O fato é que, enquanto a companhia míngua, acionistas que oportunamente chegaram à companhia, como a Latache, que gradativamente construiu uma posição de destaque a partir 2025, desafiam o banco norte-americano Goldman Sachs e o fundo Centaurus, que entraram na companhia em 2015, a reconhecer uma OPA que pode movimentar um mínimo de R$ 11 bilhões. A cifra parece ser o ponto de partida, pelo o que veio na decisão do colegiado da CVM que autoriza a OPA. Mas o desfecho ainda não está selado e a briga jurídica entre as partes, que dura mais de um ano, promete se arrastar.
O tema é bastante técnico.
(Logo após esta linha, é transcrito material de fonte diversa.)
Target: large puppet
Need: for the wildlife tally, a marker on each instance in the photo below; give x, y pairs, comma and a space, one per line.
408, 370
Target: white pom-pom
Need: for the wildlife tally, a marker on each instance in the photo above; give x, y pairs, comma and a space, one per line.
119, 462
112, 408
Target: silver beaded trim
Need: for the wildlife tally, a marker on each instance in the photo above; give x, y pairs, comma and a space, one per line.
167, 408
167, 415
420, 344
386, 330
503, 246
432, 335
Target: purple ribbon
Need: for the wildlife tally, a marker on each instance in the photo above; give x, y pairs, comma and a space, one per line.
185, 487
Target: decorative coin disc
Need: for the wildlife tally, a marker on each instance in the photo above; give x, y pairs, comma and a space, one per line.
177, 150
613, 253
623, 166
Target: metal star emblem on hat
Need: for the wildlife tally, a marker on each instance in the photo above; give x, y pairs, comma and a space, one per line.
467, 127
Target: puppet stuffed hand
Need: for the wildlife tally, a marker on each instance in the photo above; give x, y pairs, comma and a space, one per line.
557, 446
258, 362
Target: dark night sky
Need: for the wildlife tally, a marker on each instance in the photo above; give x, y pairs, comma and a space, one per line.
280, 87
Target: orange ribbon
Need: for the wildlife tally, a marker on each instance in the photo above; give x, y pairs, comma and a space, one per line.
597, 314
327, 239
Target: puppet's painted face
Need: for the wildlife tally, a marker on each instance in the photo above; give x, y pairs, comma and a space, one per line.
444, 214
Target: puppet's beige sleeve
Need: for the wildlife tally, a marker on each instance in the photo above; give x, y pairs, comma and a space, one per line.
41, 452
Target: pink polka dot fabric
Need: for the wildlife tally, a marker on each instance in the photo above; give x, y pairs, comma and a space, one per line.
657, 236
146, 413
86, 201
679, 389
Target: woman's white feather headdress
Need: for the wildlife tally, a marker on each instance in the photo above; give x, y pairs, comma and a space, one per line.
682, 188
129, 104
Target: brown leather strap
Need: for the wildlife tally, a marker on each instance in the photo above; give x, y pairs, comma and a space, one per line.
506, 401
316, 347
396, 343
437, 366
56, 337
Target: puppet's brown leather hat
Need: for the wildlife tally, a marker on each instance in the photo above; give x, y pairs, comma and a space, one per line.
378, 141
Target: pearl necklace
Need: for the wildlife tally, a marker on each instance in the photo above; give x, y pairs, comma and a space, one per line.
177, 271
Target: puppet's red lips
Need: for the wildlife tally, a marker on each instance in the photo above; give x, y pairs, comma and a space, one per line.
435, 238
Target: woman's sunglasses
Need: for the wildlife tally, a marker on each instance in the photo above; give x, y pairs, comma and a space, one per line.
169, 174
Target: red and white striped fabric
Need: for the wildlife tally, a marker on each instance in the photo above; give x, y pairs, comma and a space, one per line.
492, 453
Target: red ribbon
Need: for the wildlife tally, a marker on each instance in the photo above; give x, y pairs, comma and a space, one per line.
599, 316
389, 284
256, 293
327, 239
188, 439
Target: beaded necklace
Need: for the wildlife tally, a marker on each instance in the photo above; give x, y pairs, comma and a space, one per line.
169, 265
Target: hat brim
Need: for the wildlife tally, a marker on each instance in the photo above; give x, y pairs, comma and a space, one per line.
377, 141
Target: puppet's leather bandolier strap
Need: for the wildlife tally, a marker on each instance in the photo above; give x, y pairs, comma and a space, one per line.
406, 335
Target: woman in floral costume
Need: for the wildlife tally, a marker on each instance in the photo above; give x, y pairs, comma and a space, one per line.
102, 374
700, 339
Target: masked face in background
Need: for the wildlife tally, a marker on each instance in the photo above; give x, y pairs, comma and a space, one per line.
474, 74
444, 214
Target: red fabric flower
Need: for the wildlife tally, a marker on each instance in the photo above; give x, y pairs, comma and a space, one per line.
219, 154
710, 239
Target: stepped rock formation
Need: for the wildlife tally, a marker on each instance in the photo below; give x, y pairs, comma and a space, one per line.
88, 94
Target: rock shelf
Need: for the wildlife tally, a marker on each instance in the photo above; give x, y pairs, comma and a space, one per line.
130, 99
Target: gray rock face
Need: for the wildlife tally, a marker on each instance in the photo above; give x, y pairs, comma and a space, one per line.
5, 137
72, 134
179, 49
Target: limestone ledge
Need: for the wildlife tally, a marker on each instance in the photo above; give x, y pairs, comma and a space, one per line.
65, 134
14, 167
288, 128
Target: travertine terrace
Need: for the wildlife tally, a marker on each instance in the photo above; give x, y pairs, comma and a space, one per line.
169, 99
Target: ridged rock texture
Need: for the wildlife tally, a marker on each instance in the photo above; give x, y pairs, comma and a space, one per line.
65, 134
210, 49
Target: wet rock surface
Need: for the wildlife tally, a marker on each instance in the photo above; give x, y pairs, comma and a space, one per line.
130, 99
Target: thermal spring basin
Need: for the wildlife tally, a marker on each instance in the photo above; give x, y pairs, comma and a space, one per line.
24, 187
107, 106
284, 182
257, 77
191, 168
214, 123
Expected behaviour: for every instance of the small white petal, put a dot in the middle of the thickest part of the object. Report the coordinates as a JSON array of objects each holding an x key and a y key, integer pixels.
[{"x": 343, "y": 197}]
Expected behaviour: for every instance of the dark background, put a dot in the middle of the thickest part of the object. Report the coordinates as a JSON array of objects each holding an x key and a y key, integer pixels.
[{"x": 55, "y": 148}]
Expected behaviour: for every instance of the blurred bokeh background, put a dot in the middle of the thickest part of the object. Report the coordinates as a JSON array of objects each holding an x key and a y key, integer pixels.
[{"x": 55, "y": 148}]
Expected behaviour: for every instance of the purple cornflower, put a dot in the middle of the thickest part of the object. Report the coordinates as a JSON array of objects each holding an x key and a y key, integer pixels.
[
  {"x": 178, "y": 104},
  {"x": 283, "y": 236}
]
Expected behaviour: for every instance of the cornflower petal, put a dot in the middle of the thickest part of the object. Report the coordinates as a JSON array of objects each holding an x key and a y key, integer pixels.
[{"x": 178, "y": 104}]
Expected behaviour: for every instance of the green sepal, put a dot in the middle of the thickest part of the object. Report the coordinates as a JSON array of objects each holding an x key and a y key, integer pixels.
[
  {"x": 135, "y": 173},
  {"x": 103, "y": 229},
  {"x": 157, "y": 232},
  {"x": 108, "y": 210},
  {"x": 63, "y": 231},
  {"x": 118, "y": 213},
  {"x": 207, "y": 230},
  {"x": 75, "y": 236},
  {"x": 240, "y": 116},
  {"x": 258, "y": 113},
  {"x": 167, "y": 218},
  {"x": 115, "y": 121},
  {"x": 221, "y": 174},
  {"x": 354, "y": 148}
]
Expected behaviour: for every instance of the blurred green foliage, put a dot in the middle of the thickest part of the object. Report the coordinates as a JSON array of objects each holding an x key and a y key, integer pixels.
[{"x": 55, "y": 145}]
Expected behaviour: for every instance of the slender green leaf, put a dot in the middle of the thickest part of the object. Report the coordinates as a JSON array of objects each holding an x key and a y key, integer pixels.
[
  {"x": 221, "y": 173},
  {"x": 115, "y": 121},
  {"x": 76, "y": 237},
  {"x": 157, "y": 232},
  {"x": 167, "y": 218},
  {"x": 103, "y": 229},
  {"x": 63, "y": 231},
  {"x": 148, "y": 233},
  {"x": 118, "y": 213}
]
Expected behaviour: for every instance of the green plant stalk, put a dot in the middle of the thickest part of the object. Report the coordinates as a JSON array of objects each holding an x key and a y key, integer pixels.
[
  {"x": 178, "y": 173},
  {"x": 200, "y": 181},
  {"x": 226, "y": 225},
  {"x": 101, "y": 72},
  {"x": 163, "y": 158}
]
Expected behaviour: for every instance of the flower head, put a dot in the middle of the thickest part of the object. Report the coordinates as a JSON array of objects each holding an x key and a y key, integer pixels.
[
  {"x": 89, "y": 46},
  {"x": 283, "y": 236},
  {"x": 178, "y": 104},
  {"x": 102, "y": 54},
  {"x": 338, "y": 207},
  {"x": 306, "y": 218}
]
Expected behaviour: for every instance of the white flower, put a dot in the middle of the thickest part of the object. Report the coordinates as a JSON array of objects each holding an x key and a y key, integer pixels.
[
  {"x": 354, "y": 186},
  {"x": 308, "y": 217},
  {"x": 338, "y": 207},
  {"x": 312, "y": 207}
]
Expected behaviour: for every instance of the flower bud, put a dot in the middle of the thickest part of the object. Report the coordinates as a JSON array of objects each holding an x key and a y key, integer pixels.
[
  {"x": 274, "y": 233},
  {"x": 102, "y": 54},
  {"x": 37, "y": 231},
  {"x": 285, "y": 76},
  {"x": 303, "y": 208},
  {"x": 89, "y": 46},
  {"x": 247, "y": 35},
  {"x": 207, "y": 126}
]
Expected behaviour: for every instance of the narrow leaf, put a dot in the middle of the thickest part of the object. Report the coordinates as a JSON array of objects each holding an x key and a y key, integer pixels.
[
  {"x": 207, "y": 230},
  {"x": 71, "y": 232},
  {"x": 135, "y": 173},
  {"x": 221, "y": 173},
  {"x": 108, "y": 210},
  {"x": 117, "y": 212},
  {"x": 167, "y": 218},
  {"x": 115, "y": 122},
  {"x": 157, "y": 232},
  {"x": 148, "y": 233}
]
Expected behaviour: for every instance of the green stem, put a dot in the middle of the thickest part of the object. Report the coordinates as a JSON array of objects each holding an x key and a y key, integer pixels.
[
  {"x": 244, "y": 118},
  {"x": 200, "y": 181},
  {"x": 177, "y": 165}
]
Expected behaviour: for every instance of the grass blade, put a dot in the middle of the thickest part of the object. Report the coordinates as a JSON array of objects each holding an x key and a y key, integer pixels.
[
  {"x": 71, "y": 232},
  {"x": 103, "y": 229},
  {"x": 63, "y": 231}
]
Os pareceres dos membros do colegiado da CVM extensos e complicados para os que não gastarem algum tempo debruçados neles ou que não forem advogados. E na falta de leitura compreensível, o que resta ao grande público é a espuma, sobre a qual o mercado versa interpretações dramáticas, pouco resolutivas, que são rapidamente absorvidas em tom de espetáculo pela mídia.
O mercado, um ambiente de interesses antagônicos e que incentiva mexericos, sabe, no entanto, do que está falando. A espuma sobre a qual as mensagens rolam de lá para cá entre executivos no whatsapp não vem à toa. A CVM já produziu histórias pitorescas no ano passado, em decisão de seu colegiado envolvendo um pedido de OPA na Ambipar.
Depois de dois votos do colegiado contrário a uma OPA, o caso foi reaberto por um pedido de vista e a deliberação anterior foi suspensa. O caso levou à renúncia do então presidente da autarquia e a análise foi retomada três meses depois pelo presidente interino, quando então os votos foram pela não realização da OPA. O interino, que derrubou a OPA, se tornou o atual presidente da CVM.
O cheiro ficou ruim e o mercado vem demonstrando desconforto toda vez que situações complexas demanda o seu xerife. No caso da OPA da Oncoclínicas não está sendo diferente. No entanto, a comunicação velada que o mercado utiliza para expressar esse desconforto até agora apenas remete ao caso do Banco Master, assunto do qual todos fugiam, mas que circulava pela Faria Lima inteira e que, de um forma ou outra, todos sabiam.